Hukum tata negara, yakni peraturan sistem penyelenggaraan pemerintahan, kebijakan politik, ekonomi serta sosial, dan aspek hubungan antara kepentingan warga negara (rakyat) dan kepentingan kenegaraan, disebut al-Ahkam as-Sulthaniyyah. Imam al-Mawardi (ahli hukum Mazhab Syafi‘i; w. 450 H/1058 M) membuat judul bukunya Kitab al-Ahkam as-Sulthaniyyah.
Timbulnya negara dan kekuasaan dalam perkembangan sejarah Islam dimulai dari terbentuknya masyarakat muslim di Madinah. Nabi Muhammad SAW sebagai pemimpin spiritual merupakan figur sentral yang sekaligus pemimpin agama dan kenegaraan.
Kekuasaan kenegaraan timbul setelah terjadi pelimpahan wewenang atau pengukuhan kekuasaan melalui konstitusi tertulis yang dikenal dengan “Piagam Madinah”. Dengan piagam ini pula Nabi Muhammad SAW mempunyai kekuasaan untuk menyatakan perang atau damai, menyelesaikan konflik antarwarga masyarakat, menentukan kebijakan menyangkut mobilitas sosial-ekonomi, hubungan dengan para penguasa di luar Madinah, dan lain-lain.
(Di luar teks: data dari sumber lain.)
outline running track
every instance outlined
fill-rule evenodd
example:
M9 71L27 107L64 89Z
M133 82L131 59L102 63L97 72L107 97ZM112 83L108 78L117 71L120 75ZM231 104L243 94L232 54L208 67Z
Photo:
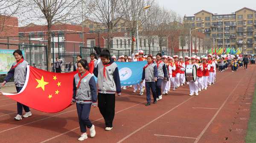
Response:
M244 143L256 81L256 66L249 68L218 72L215 84L198 97L189 96L186 85L147 107L145 95L128 88L116 97L112 131L104 131L99 109L92 109L96 136L84 142ZM0 102L1 143L81 142L77 140L80 132L75 106L55 114L32 109L32 116L16 121L15 102L4 96Z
Setelah Nabi Muhammad SAW wafat (632), kekuasaan kenegaraan mengalami perkembangan dengan berbagai model penyelenggaraan kekuasaan negara. Kekuasaan model itu ditandai dengan munculnya beberapa predikat yang disandang oleh pemimpin negara, seperti khalifah, amir, dan sultan.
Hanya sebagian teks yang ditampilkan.